February 07, 2010

Maple Acer



This wooden sculpture is located in front of Saint Luke Evangelical Church and Academy at 1500 W. Belmont Ave. Titled "Table Acer," the form is meant to resemble the maple seed pods, or acers we all know as "spinners" that flood the ground every year, filling gutters, covering gardens, and wedging themselves into the nooks and crannies of the city that are almost impossible to sweep clear. (You can find hidden spinners in between the deck boards of any wooden deck in Chicago if you look closely enough.) This sculpture by Chicago artist Berthold Boone, carved from a single piece of maple, is intended to reference its symbolic "parent" tree, the giant maple you see located on Greenview Ave. just north of the corner. In this, it can clearly be understood as referencing the cycle of life, and providing a monument to the power and pervasiveness of the maple.
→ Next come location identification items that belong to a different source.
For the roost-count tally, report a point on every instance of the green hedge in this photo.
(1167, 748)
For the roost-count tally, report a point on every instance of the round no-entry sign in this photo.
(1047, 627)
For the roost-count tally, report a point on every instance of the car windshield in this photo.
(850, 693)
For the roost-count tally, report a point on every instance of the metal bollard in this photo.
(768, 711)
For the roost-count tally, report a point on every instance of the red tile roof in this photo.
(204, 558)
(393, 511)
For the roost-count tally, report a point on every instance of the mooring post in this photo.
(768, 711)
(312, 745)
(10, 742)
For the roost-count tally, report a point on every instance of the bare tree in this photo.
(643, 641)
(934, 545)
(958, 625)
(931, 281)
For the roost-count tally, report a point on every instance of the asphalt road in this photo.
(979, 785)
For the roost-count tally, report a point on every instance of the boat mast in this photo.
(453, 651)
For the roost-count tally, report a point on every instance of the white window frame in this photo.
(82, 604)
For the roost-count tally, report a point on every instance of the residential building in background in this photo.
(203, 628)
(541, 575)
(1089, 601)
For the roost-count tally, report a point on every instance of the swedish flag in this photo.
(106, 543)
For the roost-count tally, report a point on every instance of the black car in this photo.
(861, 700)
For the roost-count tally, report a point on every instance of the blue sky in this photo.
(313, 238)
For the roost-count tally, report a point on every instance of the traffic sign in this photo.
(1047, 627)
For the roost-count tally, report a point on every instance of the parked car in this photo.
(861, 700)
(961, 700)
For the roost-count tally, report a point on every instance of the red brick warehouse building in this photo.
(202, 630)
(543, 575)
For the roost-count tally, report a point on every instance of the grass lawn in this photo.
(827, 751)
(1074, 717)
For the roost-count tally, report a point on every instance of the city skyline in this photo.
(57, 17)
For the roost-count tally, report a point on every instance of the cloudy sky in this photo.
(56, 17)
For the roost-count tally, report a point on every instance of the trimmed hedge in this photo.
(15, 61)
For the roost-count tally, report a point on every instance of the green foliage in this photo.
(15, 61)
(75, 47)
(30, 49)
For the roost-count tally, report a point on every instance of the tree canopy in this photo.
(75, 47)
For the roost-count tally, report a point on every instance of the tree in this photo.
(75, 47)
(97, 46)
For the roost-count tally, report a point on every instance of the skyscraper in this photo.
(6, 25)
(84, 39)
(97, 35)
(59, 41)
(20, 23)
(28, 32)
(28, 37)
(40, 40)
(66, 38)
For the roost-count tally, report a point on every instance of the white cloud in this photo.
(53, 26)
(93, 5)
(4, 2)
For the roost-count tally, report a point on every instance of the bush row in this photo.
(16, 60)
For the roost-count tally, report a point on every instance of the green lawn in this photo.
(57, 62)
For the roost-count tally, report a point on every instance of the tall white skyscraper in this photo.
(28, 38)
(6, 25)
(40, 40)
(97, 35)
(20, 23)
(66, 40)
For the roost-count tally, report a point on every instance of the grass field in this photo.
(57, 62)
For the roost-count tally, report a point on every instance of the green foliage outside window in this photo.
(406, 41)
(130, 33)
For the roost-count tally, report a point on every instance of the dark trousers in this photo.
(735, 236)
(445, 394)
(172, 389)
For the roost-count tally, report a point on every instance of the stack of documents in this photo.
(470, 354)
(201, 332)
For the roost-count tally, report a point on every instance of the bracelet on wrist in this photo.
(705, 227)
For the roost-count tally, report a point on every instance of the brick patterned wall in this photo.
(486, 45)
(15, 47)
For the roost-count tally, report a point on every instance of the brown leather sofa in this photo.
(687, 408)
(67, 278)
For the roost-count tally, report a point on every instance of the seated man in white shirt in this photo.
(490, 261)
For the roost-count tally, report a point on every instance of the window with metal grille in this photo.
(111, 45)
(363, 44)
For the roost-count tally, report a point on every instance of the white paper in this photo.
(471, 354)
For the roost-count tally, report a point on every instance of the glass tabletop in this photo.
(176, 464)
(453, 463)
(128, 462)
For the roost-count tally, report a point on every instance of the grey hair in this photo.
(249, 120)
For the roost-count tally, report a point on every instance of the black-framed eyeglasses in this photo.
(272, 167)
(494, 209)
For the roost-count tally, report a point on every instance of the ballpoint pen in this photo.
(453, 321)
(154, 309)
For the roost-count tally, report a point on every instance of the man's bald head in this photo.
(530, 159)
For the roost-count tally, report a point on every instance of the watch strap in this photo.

However, without knowing this source, my first thought on this sculpture when I approached it was that it looked like a foot. The rough-hewn chisel marks all over the sculpture even seem to resemble the unique pattern of epidermal ridges we use to identify individuals. I saw this wooden footprint initially as a symbol of Jesus different from the cruciform normally in front of a church. Instead of commemorating his gruesome death and sacrifice, it seemed to symbolize his travels, the foot-worn path he took to find others who would carry his message to the world. Maybe this evangelical church is using the maple as a symbol of Christ's power and pervasiveness. Like the maple, his feet are dense and hard, his seeds are everywhere, and like the spinners, those who carry his message are not easy to sweep away.